NetBSD current after 20200301 mounts ZFS first. The same issues and workarounds apply in different circumstances.

NFS

zfs filesystems can be exported via NFS, simply by placing them in /etc/exports like any other filesystem.

The "zfs share" command adds a line for each filesystem with the sharenfs property set to /etc/zfs/exports, and "zfs unshare" removes it. This file is ignored on NetBSD-9 and current before 20210216; on current after 20210216 those filesystems should be exported (assuming NFS is enabled). It does not appear to be possible to set options like maproot and network restrictions via this method.

On current before 20210216, a remote mkdir of a filesystem mounted via -maproot=0:10 causes a kernel NULL pointer dereference.

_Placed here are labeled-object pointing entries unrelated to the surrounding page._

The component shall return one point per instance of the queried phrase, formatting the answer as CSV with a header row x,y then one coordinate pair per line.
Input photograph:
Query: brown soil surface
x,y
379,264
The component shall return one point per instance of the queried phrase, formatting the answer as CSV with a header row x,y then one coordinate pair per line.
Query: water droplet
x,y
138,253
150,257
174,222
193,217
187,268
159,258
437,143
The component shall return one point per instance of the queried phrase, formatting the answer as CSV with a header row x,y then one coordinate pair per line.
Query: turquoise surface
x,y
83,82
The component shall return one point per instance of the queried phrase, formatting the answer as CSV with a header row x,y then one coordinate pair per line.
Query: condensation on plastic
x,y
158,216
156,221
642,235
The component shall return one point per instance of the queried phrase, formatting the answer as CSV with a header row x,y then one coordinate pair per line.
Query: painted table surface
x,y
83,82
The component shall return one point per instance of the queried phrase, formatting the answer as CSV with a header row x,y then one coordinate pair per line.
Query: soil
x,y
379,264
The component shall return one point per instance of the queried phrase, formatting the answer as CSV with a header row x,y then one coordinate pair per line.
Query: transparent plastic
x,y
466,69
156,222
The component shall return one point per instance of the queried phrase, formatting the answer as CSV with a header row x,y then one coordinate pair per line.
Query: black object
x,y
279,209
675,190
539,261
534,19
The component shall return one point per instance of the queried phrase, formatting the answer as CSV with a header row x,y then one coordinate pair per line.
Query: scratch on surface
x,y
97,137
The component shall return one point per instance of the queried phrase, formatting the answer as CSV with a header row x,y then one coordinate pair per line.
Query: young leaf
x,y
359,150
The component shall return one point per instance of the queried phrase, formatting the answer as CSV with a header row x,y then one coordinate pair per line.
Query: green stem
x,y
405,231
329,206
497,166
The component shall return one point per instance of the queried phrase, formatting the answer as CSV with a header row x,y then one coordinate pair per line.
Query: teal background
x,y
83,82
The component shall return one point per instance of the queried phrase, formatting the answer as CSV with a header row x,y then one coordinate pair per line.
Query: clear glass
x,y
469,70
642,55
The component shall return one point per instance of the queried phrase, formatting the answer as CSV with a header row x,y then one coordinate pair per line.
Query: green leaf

This is now fixed.

zvol

Within a ZFS pool, the standard approach is to have file systems, but one can also create a zvol, which is a block device of a certain size.

As an example, "zfs create -V 16G tank0/xen-netbsd-9-amd64" creates a zvol (intended to be a virtual disk for a domU).

The zvol in the example will appear as /dev/zvol/rdsk/tank0/xen-netbsd-9-amd64 and /dev/zvol/dsk/tank0/xen-netbsd-9-amd64 and can be used like a disklabel partition or wedge. However, the system will not read disklabels and gpt labels from a zvol.

Doing "swapctl -a" on a zvol device node fails. \todo Is it really true that NetBSD can't swap on a zvol? (When using a zvol for swap, standard advice is to avoid the "-s" option which avoids reserving the allocated space. Standard advice is also to consider using a dedicated pool.)

\todo Explain that one can export a zvol via iscsi.

One can use ccd to create a normal-looking disk from a zvol. This allows reading a GPT label from the zvol, which is useful in case the zvol had been exported via iscsi and some other system created a label.

Memory usage

Basically, ZFS uses lots of memory and most people run it on systems with large amounts of memory. NetBSD works well on systems with comparatively small amounts of memory. So a natural question is how well ZFS works on one's VAX with 2M of RAM :-) More seriously, one might ask if it is reasonable to run ZFS on a RPI3 with 1G of RAM, or if it is reasonable on a system with 4G.

The prevailing wisdom is more or less that ZFS consumes 1G plus 1G per 1T of disk. 32-bit architectures are viewed as too small to run ZFS.

Besides RAM, zfs requires that architecture kernel stack size is at least 12KB or more -- some operations cause stack overflow with 8KB kernel stack. On NetBSD, the architectures with 16KB kernel stack are amd64, sparc64, powerpc, and experimental ia64, hppa. mac68k and sh3 have 12KB kernel stack. All others use only 8KB stack, which is not enough to run zfs.

NetBSD has many statistics provided via sysctl; see "sysctl kstat.zfs".

FreeBSD has tunables that NetBSD does not seem to have, described in FreeBSD Handbook ZFS Advanced section.

Interoperability with other systems

Modern ZFS uses pool version 5000 and feature flags.

It is in general possible to export a pool and them import the pool on some other system, as long as the other system supports all the used features.

\todo Explain how to do this and what is known to work.

\todo Explain feature flags relationship to FreeBSD, Linux, iIllumos, macOS.

Sources of ZFS code

Currently, there are multiple ZFS projects and codebases:

OpenZFS is a coordinating project to align open ZFS codebases. There is a notion of a shared core codebase and OS-specific adaptation code.